Luiz Edson Fachin
Luiz Edson Fachin: Eleições municipais, voto informado e democracia
Pleito pode ser um dos meios de defesa do povo contra o autoritarismo e os poderes da Federação
Venho de presenciar eleições em país andino na condição de observador internacional. Essa experiência realça elementos da realidade brasileira.
Não se tenha dúvida: predadores da democracia estão mesmo à espreita. Palavras de simples ameaças que parecem apenas exercitar ideias espalhafatosas que não desbordariam, a rigor, de uma sociedade aberta à livre expressão, vistas de perto, compõem um dialeto de propósito nítido: semear a descrença na democracia e na legitimidade das instituições. Almejam ir às últimas consequências: corroer a credibilidade da Justiça Eleitoral. À força do argumento ressuscitam o argumento da força.

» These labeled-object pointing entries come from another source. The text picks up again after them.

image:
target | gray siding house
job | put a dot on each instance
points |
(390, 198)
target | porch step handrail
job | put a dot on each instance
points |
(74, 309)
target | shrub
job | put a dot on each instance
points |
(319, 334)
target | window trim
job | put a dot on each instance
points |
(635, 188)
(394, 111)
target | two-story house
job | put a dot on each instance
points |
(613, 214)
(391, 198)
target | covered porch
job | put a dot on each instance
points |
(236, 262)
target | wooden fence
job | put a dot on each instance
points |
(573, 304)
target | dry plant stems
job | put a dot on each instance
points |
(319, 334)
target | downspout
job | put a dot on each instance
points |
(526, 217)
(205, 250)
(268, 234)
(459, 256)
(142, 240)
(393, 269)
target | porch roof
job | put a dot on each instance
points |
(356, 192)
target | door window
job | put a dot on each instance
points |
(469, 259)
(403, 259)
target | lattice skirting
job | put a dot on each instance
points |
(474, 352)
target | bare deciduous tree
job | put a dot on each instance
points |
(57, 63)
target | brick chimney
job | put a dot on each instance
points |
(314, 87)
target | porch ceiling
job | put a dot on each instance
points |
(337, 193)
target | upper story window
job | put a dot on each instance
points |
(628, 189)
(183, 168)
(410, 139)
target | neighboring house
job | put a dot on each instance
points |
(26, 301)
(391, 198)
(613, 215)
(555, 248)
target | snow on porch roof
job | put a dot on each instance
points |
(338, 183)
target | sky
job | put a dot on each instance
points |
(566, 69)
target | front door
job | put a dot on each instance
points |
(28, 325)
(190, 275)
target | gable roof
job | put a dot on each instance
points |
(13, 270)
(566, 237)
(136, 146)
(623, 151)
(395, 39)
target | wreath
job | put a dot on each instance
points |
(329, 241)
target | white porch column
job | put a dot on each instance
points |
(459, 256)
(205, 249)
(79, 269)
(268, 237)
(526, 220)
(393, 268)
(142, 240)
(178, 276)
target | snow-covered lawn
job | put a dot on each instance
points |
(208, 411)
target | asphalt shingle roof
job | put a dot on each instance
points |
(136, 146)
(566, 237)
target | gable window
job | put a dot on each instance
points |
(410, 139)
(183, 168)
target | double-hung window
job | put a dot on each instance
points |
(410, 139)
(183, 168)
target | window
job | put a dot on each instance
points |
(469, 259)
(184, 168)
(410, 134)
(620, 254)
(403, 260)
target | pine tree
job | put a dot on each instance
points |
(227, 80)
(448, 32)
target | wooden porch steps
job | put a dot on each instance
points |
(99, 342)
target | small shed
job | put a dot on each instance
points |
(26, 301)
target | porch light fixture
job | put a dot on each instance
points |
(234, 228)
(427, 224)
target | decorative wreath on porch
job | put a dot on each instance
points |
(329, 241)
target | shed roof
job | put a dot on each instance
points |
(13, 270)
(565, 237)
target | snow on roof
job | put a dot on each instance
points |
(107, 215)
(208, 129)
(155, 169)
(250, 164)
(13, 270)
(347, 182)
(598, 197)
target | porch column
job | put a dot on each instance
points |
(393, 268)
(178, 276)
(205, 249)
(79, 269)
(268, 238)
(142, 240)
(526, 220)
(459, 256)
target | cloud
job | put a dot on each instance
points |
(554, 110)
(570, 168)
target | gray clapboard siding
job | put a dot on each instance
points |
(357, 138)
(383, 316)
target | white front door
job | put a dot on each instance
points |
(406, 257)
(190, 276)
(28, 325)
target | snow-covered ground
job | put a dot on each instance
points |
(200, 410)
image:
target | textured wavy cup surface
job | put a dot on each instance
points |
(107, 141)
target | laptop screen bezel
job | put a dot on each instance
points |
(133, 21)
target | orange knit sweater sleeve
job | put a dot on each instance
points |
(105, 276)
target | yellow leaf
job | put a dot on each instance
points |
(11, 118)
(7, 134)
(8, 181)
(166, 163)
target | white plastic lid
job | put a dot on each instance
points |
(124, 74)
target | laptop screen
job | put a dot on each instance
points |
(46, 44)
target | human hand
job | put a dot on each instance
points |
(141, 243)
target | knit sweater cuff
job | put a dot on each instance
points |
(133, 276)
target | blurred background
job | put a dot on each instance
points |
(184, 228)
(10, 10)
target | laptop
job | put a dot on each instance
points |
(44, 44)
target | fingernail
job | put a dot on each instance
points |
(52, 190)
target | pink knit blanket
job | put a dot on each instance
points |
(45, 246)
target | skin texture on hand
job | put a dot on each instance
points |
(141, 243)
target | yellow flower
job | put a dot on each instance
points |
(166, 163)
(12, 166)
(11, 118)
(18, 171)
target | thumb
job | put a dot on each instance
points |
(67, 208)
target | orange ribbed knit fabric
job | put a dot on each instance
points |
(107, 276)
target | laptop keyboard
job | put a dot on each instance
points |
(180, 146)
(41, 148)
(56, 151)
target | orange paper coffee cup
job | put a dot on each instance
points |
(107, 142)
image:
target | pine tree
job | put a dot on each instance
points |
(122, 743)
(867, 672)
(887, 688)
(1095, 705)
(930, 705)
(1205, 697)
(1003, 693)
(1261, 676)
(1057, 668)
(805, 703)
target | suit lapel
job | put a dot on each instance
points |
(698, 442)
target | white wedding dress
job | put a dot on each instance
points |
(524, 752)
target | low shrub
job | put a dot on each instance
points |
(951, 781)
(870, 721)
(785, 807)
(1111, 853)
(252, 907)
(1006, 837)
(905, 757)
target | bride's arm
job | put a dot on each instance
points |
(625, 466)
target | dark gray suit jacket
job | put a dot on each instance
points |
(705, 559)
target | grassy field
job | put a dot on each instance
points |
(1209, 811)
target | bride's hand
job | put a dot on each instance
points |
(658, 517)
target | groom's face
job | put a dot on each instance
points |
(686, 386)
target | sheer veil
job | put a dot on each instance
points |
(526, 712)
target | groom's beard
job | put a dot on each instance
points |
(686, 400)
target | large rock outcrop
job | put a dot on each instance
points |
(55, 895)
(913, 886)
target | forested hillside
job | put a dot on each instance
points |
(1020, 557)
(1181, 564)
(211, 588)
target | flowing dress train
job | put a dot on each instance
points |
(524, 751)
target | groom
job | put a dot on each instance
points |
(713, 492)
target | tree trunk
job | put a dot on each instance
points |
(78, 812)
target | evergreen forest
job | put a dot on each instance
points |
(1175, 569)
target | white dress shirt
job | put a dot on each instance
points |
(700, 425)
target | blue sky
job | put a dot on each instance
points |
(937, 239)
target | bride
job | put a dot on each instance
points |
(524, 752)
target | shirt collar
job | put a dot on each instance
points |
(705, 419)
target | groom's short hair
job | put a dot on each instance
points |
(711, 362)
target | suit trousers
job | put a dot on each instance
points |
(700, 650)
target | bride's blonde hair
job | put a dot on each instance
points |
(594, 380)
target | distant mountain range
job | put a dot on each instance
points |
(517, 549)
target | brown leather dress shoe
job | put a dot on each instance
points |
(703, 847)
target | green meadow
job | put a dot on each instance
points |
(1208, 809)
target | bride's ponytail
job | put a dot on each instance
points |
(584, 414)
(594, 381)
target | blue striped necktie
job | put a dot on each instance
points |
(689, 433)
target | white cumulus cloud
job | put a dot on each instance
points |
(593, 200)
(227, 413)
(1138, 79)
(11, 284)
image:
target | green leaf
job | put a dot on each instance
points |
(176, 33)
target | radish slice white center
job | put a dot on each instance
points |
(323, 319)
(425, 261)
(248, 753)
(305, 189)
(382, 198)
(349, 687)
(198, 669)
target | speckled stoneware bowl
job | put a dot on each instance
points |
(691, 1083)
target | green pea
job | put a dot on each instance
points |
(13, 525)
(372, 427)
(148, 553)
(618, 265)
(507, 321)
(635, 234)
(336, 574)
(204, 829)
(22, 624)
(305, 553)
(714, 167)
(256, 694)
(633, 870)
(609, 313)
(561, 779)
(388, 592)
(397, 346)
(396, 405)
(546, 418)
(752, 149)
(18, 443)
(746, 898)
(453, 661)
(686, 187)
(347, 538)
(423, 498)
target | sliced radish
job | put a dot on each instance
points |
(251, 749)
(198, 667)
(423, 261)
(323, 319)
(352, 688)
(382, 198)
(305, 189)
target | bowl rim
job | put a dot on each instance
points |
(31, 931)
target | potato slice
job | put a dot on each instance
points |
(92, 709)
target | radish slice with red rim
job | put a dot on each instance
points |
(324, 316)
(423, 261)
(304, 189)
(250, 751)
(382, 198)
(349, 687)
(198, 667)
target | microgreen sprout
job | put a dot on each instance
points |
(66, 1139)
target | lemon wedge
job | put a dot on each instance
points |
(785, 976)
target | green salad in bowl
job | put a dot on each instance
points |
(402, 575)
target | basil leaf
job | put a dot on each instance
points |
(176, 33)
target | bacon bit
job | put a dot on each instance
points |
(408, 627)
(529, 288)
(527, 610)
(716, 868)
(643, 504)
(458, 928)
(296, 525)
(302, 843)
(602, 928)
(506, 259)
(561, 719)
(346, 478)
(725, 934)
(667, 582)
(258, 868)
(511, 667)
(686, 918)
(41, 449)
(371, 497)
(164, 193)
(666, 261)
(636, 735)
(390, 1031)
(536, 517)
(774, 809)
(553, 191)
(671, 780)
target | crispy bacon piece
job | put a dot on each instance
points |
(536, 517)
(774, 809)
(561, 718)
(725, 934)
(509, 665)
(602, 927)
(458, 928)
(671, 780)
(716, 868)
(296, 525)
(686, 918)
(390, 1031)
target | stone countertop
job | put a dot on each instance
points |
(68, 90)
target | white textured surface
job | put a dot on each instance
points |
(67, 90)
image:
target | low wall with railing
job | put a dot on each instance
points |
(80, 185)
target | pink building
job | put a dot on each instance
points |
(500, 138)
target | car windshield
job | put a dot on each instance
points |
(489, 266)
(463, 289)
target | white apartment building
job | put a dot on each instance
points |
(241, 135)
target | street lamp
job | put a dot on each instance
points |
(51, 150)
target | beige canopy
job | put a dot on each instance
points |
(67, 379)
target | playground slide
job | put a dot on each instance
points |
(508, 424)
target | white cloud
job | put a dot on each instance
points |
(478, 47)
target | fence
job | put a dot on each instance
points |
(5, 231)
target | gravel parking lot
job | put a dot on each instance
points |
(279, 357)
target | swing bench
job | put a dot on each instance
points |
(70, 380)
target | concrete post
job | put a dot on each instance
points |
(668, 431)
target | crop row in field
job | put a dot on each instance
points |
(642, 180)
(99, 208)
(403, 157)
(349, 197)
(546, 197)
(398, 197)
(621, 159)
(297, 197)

O Brasil do presente é desafiado nesse campo, castigado ainda mais por enxurradas de desinformação. É um caos que até parece bem organizado por meio de notícias falsas e meias-verdades.
Auspicioso é o fato de que, neste 2020, eleições periódicas dos mandatários municipais se avizinham no Brasil. Abrem-se as urnas para o exercício eleitoral da cidadania que se constrói permanentemente. Essa reflexão conclama aos titulares da soberania popular. Nunca é demais enfatizar o poder do voto informado.
Votar é vital para o fortalecimento da musculatura da democracia representativa. Não se trata, por certo, de poção mágica para responder de pronto a todas as legítimas aspirações sociais, econômicas e políticas. Nada obstante, é um eficaz antídoto contra a atrofia que cede às tentações autoritárias.
Mais que isso: o dia das eleições produz uma necessária inquietação para que se entenda que numa democracia verdadeira se elege uma proposta ou alguém todos os dias em todas as horas que, individual ou coletivamente, se perfazem ações ou se configuram omissões. Educação, saúde, segurança, transportes públicos, entre outros temas, batem às portas da administração municipal por intermédio da comunidade de pessoas, grupos, movimentos sociais, entidades e instituições, almejando pôr em prática um constitucionalismo democrático popular.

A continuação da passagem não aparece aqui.